Text-to-Image Generation with Stable Diffusion and OpenVINO™#

This Jupyter notebook can be launched after a local installation only.

Stable Diffusion is a text-to-image latent diffusion model created by the researchers and engineers from CompVis, Stability AI and LAION. It is trained on 512x512 images from a subset of the LAION-5B database. This model uses a frozen CLIP ViT-L/14 text encoder to condition the model on text prompts. With its 860M UNet and 123M text encoder. See the model card for more information.

General diffusion models are machine learning systems that are trained to denoise random gaussian noise step by step, to get to a sample of interest, such as an image. Diffusion models have shown to achieve state-of-the-art results for generating image data. But one downside of diffusion models is that the reverse denoising process is slow. In addition, these models consume a lot of memory because they operate in pixel space, which becomes unreasonably expensive when generating high-resolution images. Therefore, it is challenging to train these models and also use them for inference. OpenVINO brings capabilities to run model inference on Intel hardware and opens the door to the fantastic world of diffusion models for everyone!

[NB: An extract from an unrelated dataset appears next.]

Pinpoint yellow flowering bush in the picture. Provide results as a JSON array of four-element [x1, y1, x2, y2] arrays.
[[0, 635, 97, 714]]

Model capabilities are not limited text-to-image only, it also is able solve additional tasks, for example text-guided image-to-image generation and inpainting. This tutorial also considers how to run text-guided image-to-image generation using Stable Diffusion.

This notebook demonstrates how to convert and run stable diffusion model using OpenVINO.

Table of contents:

Prerequisites
Prepare Inference Pipelines
Text-to-image pipeline
Image-to-Image pipeline

Installation Instructions#

This is a self-contained example that relies solely on its own code.

We recommend running the notebook in a virtual environment. You only need a Jupyter server to start. For details, please refer to Installation Guide.

Prerequisites#

%pip install -q "openvino>=2023.1.0" "git+https://github.com/huggingface/optimum-intel.git"
%pip install -q --extra-index-url https://download.pytorch.org/whl/cpu "diffusers>=0.9.0" "torch>=2.1"
%pip install -q "huggingface-hub>=0.9.1"
%pip install -q "gradio>=4.19"
%pip install -q transformers Pillow opencv-python tqdm

# Fetch `notebook_utils` module
import requests
from pathlib import Path

if not Path("notebook_utils.py").exists():
    r = requests.get(
        url="https://raw.githubusercontent.com/openvinotoolkit/openvino_notebooks/latest/utils/notebook_utils.py",
    )

    open("notebook_utils.py", "w").write(r.text)

from notebook_utils import download_file, device_widget

# Read more about telemetry collection at https://github.com/openvinotoolkit/openvino_notebooks?tab=readme-ov-file#-telemetry
from notebook_utils import collect_telemetry

collect_telemetry("stable-diffusion-text-to-image.ipynb")

Prepare Inference Pipelines#

Let us now take a closer look at how the model works in inference by illustrating the logical flow.

As you can see from the diagram, the only difference between Text-to-Image and text-guided Image-to-Image generation in approach is how initial latent state is generated. In case of Image-to-Image generation, you additionally have an image encoded by VAE encoder mixed with the noise produced by using latent seed, while in Text-to-Image you use only noise as initial latent state. The stable diffusion model takes both a latent image representation of size \(64 \times 64\) and a text prompt is transformed to text embeddings of size \(77 \times 768\) via CLIP’s text encoder as an input.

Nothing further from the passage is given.